The security interceptor is pretty cool. I have my security module with my custom validator object and everything, but there is one thing that I miss.
I have a menu where I want to hide those links the logged in user has no access to.
The problem is that coldbox does not know if a user has access until the user clicks on that link and therefore calls the preProcess and preEvent methods in the security interceptor,
which will then investigate the event and build up the rules struct that gets passed on to my userValidator(struct rule,any messagebox, any controller) method.
So I would like a method like boolean function hasAccess(event=“someHandler/someAction”).
Calling the processRules method in the security interceptor will try to relocate the user and in this case I would not want that.
_isUserInValidState is private and takes in the rule we are validating which is unknown at that stage…
Is there an existing prescription to get this done, or will I need to write my own logic for this?
In my app, when a user logs in, I save the UserBean in the
SessionStorage. In mu UserBean I have a function hasPermission, which
looks a bit like this:
<cffunction name="hasPermission" output="false" access="public"

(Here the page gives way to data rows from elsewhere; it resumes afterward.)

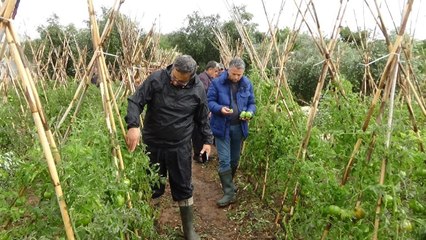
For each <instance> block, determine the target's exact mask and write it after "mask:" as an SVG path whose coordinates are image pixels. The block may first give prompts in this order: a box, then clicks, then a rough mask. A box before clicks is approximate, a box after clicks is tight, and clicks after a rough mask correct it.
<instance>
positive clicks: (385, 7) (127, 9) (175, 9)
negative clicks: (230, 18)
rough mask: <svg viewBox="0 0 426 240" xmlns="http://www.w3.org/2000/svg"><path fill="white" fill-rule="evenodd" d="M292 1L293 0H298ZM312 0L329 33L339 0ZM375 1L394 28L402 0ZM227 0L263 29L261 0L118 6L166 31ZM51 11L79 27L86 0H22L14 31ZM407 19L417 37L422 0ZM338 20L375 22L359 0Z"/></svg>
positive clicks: (283, 20)
mask: <svg viewBox="0 0 426 240" xmlns="http://www.w3.org/2000/svg"><path fill="white" fill-rule="evenodd" d="M296 1H297V2H299V1H300V0H296ZM305 1H307V0H305ZM114 2H115V0H93V3H94V5H95V10H96V11H97V12H98V13H100V9H101V6H104V7H106V8H108V9H109V8H111V7H112V6H113V4H114ZM264 2H265V6H266V9H267V12H268V17H269V19H273V20H274V23H275V22H276V20H277V15H278V11H279V9H280V5H281V3H282V0H264ZM313 2H314V4H315V8H316V11H317V13H318V17H319V20H320V24H321V29H322V31H323V33H324V34H325V35H326V36H329V35H330V34H331V31H332V28H333V26H334V22H335V19H336V17H337V13H338V8H339V2H340V0H314V1H313ZM367 2H368V3H369V4H370V6H372V7H374V0H367ZM377 2H378V3H379V4H380V3H381V13H382V14H383V15H384V18H385V25H386V27H387V28H388V30H394V29H395V28H394V24H393V22H392V20H391V18H390V17H389V16H390V15H391V16H393V18H394V20H395V24H396V26H399V25H400V21H401V14H402V9H403V6H404V5H405V3H406V0H387V1H386V2H387V4H388V6H389V9H390V14H389V11H388V9H387V7H386V4H384V3H385V0H377ZM227 3H229V4H235V5H237V6H239V5H243V4H244V5H246V6H247V8H246V9H247V11H248V12H249V13H252V14H254V19H253V22H254V23H257V24H258V25H259V27H258V29H259V30H260V31H266V30H267V26H268V25H267V17H266V15H265V13H264V11H263V6H262V1H261V0H228V1H227V0H180V1H172V0H149V1H144V0H125V1H124V3H123V4H122V7H121V9H120V12H121V13H124V14H126V15H127V16H129V17H130V18H132V19H134V20H136V21H137V22H139V24H140V26H141V27H142V28H144V29H146V30H147V29H149V28H150V27H151V25H152V24H153V23H156V30H157V31H158V32H163V33H168V32H172V31H175V30H178V29H179V28H180V27H182V26H184V23H185V22H184V20H185V18H186V17H187V16H188V15H190V14H192V13H193V12H194V11H198V12H199V13H200V14H201V15H204V16H207V15H212V14H219V15H220V16H221V20H222V21H223V20H229V19H230V13H229V11H228V8H227ZM284 6H285V8H284V10H283V12H282V14H281V16H280V19H279V27H280V28H283V27H286V26H288V27H292V26H293V25H294V22H295V16H296V13H297V9H296V7H295V4H294V0H284ZM54 13H55V14H56V15H58V16H59V20H60V23H61V24H63V25H67V24H69V23H73V24H74V25H76V26H77V27H78V28H81V27H84V21H87V20H88V18H89V14H88V10H87V1H85V0H40V1H36V0H23V1H21V2H20V5H19V8H18V13H17V16H16V18H15V27H16V28H17V29H18V32H19V34H21V35H28V36H30V37H31V38H35V37H37V36H38V35H37V32H36V28H37V26H40V25H42V24H45V23H46V20H47V19H48V18H49V17H51V16H52V15H53V14H54ZM375 14H376V12H375ZM355 19H356V20H355ZM409 22H410V24H409V25H408V29H407V32H408V33H410V34H413V33H414V36H415V37H416V38H418V39H426V28H425V27H424V24H425V23H426V1H425V0H415V1H414V7H413V11H412V13H411V15H410V21H409ZM422 24H423V25H422ZM342 25H343V26H349V27H350V28H351V29H352V30H357V27H360V28H361V29H364V26H365V27H366V28H367V29H373V28H374V27H375V22H374V19H373V18H372V15H371V13H370V11H369V9H368V7H367V5H366V4H365V3H364V0H351V1H349V4H348V8H347V10H346V14H345V18H344V21H343V23H342ZM311 27H314V28H315V26H314V25H311Z"/></svg>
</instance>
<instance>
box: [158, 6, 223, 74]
mask: <svg viewBox="0 0 426 240" xmlns="http://www.w3.org/2000/svg"><path fill="white" fill-rule="evenodd" d="M219 20H220V16H219V15H210V16H201V15H200V14H199V13H198V12H197V11H196V12H193V13H192V14H191V15H188V16H187V18H186V26H184V27H182V28H181V29H179V30H178V31H175V32H173V33H170V34H167V35H166V37H167V38H168V44H167V45H168V46H176V47H177V50H178V51H179V52H181V53H184V54H189V55H191V56H192V57H193V58H194V59H195V60H196V61H197V63H198V65H199V68H200V69H199V70H203V69H204V67H205V65H206V64H207V62H208V61H210V60H216V61H219V50H218V49H217V48H216V47H215V43H214V42H215V41H216V37H215V35H214V33H213V29H215V28H217V27H218V26H219ZM163 44H165V43H163ZM163 46H164V45H163Z"/></svg>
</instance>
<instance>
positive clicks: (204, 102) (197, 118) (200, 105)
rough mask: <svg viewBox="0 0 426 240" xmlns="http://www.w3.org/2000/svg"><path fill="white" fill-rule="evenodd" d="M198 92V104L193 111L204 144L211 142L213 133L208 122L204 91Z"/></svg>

<cfargument name="permission" type="string" required="true" />
<cfset var permissions = this.getPermissionStruct() />
<cfset var i = '' />
<cfreturn true />
<cfreturn false />
The permission struct holds all permissons for a logged in user, and
the function just looks for a specific permission. In my code, I can
do <cfif user.hasPermission('edit_user')> for instance.
Hope that helps!
I pretty much do what Erik-Jan does. The only other thing I do is allow some users “god” access. If that key exists then I allow everything.
I have a similar concept, but I call it ‘Chuck Norris’ access
I concede. No way my God access can compete your your Chuck Norris action!